User-generated content (UGC) is one of the foundation principals in social media and content marketing. However, “instead of creating content, we should be creating opportunities for content creation: instagrammable moments, inspiring experiences.” Smart brands should be able to understand the value of such content and turn it into their own influential advantage. Nowadays, content marketing, in not only about creation and distribution but focuses on driving “profitable customer-user action.”

User generated content automatically creates a level of trust between consumers and brands. In most of the cases it creates higher levels of trust and awareness than typical ads or promoted content. For example, ask yourself the following: who do you trust the most? A brand’s own content saying that its product is super good or the comments, photos, reviews of another customer?

The answer would be to trust another customer even if in the end you will take into account both things in order to consume a product. Think of it like going through reviews/comments on Trip Advisor or AirBnB. Good comments will definitely have a great impact – mentally, psychologically AND in terms of brand trust. Evidently, the same goes for bad reviews.

“The psychology of social proof is a pivotal part of content marketing – people are automatically drawn to a product or service that they know others already engage with and trust.”

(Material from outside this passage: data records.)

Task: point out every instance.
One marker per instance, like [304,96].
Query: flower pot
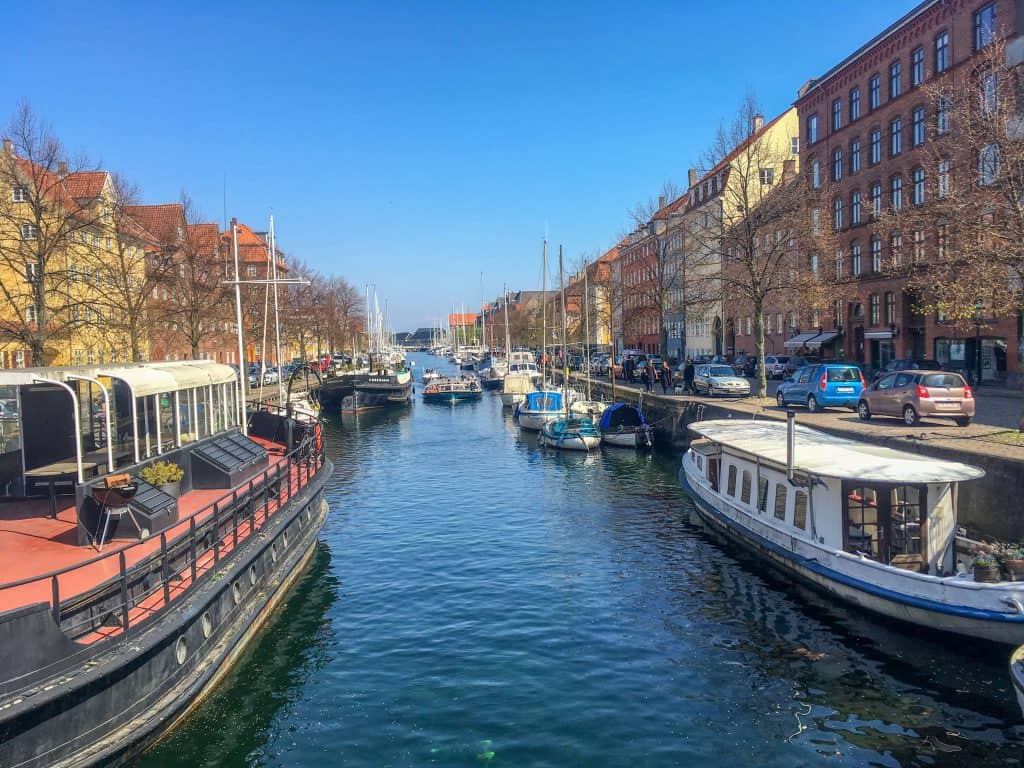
[988,573]
[173,489]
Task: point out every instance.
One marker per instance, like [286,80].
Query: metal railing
[125,595]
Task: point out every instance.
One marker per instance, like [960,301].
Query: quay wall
[991,507]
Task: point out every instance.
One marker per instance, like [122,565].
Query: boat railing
[138,582]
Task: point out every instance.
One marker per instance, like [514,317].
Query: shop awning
[878,334]
[800,340]
[823,338]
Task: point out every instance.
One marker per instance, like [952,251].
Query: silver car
[719,379]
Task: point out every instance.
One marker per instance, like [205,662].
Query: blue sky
[414,145]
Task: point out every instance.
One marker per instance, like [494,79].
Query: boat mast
[565,368]
[544,313]
[586,312]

The ultimate challenge with UGC is to find a way to mirror your brand to a piece of content of a user and make the best out of it. A video gone viral, for the right purpose, featuring your brand, is the best thing that can happen. Free publicity, first of all, and stronger brand awareness leading to increased chances of gaining potential clients.

Moreover, content sharing between everyday people brings out a more mundane, more real and original value. It shows that this is not something that the company paid money to be done. Take celebrity advertising for example: Kim Kardashian showing that she uses X body cream may result in a boost to sales but the consumer deep inside knows that this is a paid advertising. On the other hand the same content by a known peer may have better results.

However, despite the fact that UGC is at its foundation valuable it also presents many important challenges. The biggest threat is bad content with a negative message. No one wants her brand to be associated with content that contains hate speech, porn, profanity and other inappropriate material.

Opening up to users and consumers also leads – to some extend – to questionable credibility and wrong perceptions. You cannot control (unless you are able to delete such content) users who want to troll, or want to create false impressions for an inexplicable reasons.

In addition, UGC campaigns face the risk of using copyrighted material which will obviously lead to court rooms. What brands can do about it though is to own the rights of UGC and thus, earn long-term engagement opportunities. Running a campaign in a social network will only get you buzz and reach but not any ownership over the content. Hashtag campaigns for example, asking users to create content and engage with the brand will only benefit Twitter or Instagram since you don’t own the metadata. “Instagram owns branded UGC, licensed and royalty-free, and the metadata behind the UGC generated from the hashtag campaign. Customers don’t win anything for their loyalty, and the brand is left with a few minutes of reach, at best.”

Tackling the pitfalls of User Generated Content

According to Gary Vaynerchuk, CEO of Vayner Media, “the faster your business realizes that it’s a media company, the more likely it will be to succeed.” Meaning, that what you can do is follow the example of other “media” companies like Apple and Starbucks. Both of them follow a somehow different approach but with the same end results: UGC ownership and effectiveness.

Apple, being a real experience-based company, scans the internet of good quality content produced by its fans and then contacts them in order to buy rights to their work.

On the other hand, Starbucks, instead of creating a hashtag campaign for its “White Cup Contest” they offered the winners $300 gift cards in exchange for UGC rights.

Owning your UGC removes you from any unnecessary risks of copyrighted material while at the same it enables you to use the existing material for future campaigns.

Conclusion

Done right, User Generated Content can lead to valuable content, easily monetizable and of high quality. What is more, according to Ben Dickens from DVO, advertising based on UGC can result in a 400% increase in click-through rates and can increase web conversions by 26%. This is the result of ineffective advertising along with ad blockers which ultimately leads to content marketing.

It should be noted that creating UGC campaigns is not an easy task. It takes lots of careful planning, time investment and problem awareness. In the end you will be rewarded.